After eating a meal high in protein you will be less likely to feel peckish and give into temptations.
Knowing how to use protein effectively makes the road to fat loss much clearer.
Does Protein help build muscle?
A high protein diet along with correct resistance training will stimulate protein anabolism to increase muscle mass.
The more muscle an individual has the greater the metabolism they will have also.
An increased metabolism will mean you burn through more calories every day. This means you can eat more food while not putting on extra fat.
Who doesn’t want that?
Is weight loss the same as fat loss?
When dieting to lose fat a calorie deficit is necessary.
Water, muscle or fat can be lost as weight on the scale. The goal of weight loss should be fat loss.
Some loss in water weight is normal. This is often what contributes to the large drop in weight during the first week of a cut.
Weight loss in the form of muscle mass should be avoided as much as possible.
Building muscle takes a long time and to lose it would be a major shame.
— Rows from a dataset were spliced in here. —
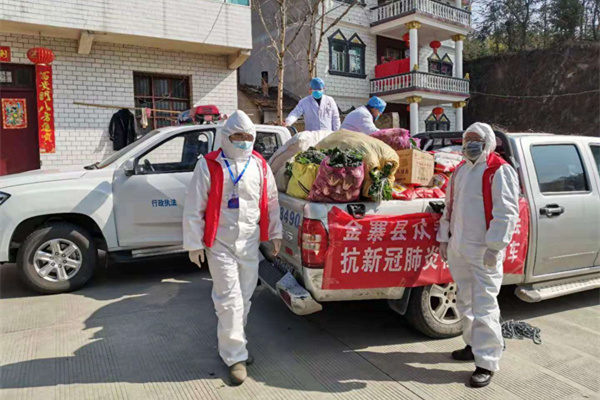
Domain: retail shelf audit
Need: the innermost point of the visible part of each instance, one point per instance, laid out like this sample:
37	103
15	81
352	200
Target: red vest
494	162
215	195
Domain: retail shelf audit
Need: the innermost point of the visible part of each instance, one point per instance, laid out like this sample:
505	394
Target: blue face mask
242	145
473	150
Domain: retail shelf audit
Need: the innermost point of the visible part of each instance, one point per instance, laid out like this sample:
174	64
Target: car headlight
3	197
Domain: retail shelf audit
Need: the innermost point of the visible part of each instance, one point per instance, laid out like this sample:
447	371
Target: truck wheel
57	258
432	310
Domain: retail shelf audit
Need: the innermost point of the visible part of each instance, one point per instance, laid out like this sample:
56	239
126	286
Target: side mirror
129	167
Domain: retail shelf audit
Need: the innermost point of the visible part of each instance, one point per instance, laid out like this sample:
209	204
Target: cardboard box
416	167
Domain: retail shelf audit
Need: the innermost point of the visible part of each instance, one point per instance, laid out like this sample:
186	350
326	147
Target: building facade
369	52
118	55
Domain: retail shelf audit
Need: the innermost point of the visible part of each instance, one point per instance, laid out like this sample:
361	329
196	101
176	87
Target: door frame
33	88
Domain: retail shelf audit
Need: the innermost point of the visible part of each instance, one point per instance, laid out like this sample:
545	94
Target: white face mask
243	145
473	150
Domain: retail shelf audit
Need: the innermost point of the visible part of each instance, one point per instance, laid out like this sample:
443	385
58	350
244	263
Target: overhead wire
506	96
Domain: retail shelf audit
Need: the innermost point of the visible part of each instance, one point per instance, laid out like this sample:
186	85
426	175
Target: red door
19	146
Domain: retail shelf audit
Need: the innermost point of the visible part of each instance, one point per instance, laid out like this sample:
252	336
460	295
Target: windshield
125	149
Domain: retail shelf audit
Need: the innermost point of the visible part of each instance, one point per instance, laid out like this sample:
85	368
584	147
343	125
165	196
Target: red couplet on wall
4	54
45	108
398	251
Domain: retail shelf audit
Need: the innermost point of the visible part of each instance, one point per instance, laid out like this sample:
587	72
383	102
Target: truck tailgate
293	210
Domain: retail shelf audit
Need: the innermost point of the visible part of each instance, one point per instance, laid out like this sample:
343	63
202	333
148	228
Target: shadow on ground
155	322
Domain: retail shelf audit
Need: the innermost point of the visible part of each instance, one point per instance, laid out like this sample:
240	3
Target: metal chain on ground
512	329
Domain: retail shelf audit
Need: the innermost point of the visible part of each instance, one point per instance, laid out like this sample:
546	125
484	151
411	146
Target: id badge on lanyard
234	199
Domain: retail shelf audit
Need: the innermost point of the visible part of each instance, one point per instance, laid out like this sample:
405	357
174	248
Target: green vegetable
380	188
310	156
344	158
288	170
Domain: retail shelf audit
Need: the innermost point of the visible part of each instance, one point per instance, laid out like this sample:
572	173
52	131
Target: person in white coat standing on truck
363	118
481	214
231	206
319	110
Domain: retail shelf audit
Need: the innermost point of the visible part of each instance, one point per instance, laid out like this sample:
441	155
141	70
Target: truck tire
57	258
432	310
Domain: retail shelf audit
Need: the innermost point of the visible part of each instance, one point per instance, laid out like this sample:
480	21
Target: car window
126	149
559	168
178	154
596	152
266	144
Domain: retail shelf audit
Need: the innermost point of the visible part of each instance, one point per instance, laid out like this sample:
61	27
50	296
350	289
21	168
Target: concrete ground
147	331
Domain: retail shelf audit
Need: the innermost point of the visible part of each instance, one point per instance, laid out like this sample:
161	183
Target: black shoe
481	377
465	354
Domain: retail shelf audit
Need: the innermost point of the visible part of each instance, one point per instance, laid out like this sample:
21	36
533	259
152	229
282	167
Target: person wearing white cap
363	118
319	110
231	206
481	214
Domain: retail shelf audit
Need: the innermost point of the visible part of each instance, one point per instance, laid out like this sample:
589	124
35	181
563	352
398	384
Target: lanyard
233	178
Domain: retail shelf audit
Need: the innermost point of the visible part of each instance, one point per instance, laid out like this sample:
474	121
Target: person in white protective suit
363	118
319	110
231	206
482	211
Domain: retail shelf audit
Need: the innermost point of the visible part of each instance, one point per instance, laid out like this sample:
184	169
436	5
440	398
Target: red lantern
40	55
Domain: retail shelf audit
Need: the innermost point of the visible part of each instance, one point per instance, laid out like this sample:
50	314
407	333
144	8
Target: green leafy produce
310	156
288	169
343	158
380	189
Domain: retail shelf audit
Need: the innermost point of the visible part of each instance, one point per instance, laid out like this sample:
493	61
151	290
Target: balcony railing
415	80
434	8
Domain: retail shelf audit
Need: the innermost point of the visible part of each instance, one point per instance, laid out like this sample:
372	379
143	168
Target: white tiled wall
202	21
106	77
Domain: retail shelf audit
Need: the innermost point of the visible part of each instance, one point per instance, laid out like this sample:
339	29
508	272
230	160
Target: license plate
284	265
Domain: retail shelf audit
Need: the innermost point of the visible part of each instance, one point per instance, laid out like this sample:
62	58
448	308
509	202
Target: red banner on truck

Some muscle loss is inevitable but the aim is to limit it as best we can.
A high protein diet along with lifting weights will help minimize muscle loss. Generally the lower the body fat, the greater proportion of protein you will need in your diet.
Let me give you an example of two people who are trying to lose fat. The guy at 10% body fat with abs would need a higher % of his calories coming from protein than the guy at 20%.
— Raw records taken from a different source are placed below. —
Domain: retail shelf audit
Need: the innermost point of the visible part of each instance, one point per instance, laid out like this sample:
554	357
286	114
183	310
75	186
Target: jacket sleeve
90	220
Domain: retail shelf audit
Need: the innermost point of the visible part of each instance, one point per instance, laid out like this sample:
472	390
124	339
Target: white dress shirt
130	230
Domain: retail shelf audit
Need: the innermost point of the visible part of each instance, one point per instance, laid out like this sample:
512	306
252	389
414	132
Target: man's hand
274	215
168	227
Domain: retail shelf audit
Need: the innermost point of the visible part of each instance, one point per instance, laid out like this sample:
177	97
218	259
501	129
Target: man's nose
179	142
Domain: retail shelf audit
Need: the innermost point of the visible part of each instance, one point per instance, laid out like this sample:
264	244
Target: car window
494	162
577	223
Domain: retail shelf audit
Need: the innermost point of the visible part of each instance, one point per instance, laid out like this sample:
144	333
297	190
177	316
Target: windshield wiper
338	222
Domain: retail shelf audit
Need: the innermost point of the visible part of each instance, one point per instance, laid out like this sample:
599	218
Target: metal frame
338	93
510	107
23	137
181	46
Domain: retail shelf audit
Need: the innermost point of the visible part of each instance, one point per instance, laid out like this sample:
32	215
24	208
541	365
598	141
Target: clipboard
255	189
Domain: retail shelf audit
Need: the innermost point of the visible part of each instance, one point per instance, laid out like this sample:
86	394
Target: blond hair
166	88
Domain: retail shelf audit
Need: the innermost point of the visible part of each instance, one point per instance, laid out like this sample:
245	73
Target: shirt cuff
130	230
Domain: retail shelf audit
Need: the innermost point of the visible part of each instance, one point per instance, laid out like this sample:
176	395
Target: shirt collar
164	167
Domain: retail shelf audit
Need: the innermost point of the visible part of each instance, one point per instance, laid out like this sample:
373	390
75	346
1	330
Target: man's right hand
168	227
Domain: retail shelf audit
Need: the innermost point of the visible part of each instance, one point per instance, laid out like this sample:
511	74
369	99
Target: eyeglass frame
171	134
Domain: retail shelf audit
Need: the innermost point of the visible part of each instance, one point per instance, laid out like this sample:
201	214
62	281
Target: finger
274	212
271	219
You will hear a lot of different numbers given for protein requirements. A good target to aim for is a gram of protein per pound of body weight.
This figure can be adjusted once you become more familiar with how your body copes with fat loss.
What is a protein shake and what does it do?
Another common question I get asked is “what is a protein shake?” There is a lot of misinformation out there about what protein shakes do.
For an experienced lifter this question may seem silly but there is no such thing as a stupid question.
No protein shakes are not steroids. They will not automatically make you big and bulky.
I remember someone accused me of cheating in high school because I started to take protein shakes. Back then I knew it was nonsense and I still do today.
Next time someone asks you “what is a protein shake?” just tell them it is a quick and simple way of getting more protein in your diet.
Think about it.
What is easier to eat, a protein shake or a chicken breast? The chicken breast will take far longer to prepare and require much more effort to eat.
It’s 25 minutes of cooking vs 1 minute of scoop and shake.
Don’t get me wrong, I love chicken and other forms of protein as much as anyone else. However there is nothing wrong with using protein shakes as part of your diet as well.
If you are 200lbs trying to consume 200 grams of protein it can become difficult to get it all from whole foods. That is where protein powder comes in.
Myprotein Impact Whey Isolate Protein is the best protein powder for overall price and qualtiy.
Is too much protein bad for the kidneys?
Don’t let anyone tell you a high protein diet damages the kidneys.
Unless you have kidney problems in the first place there is nothing to worry about.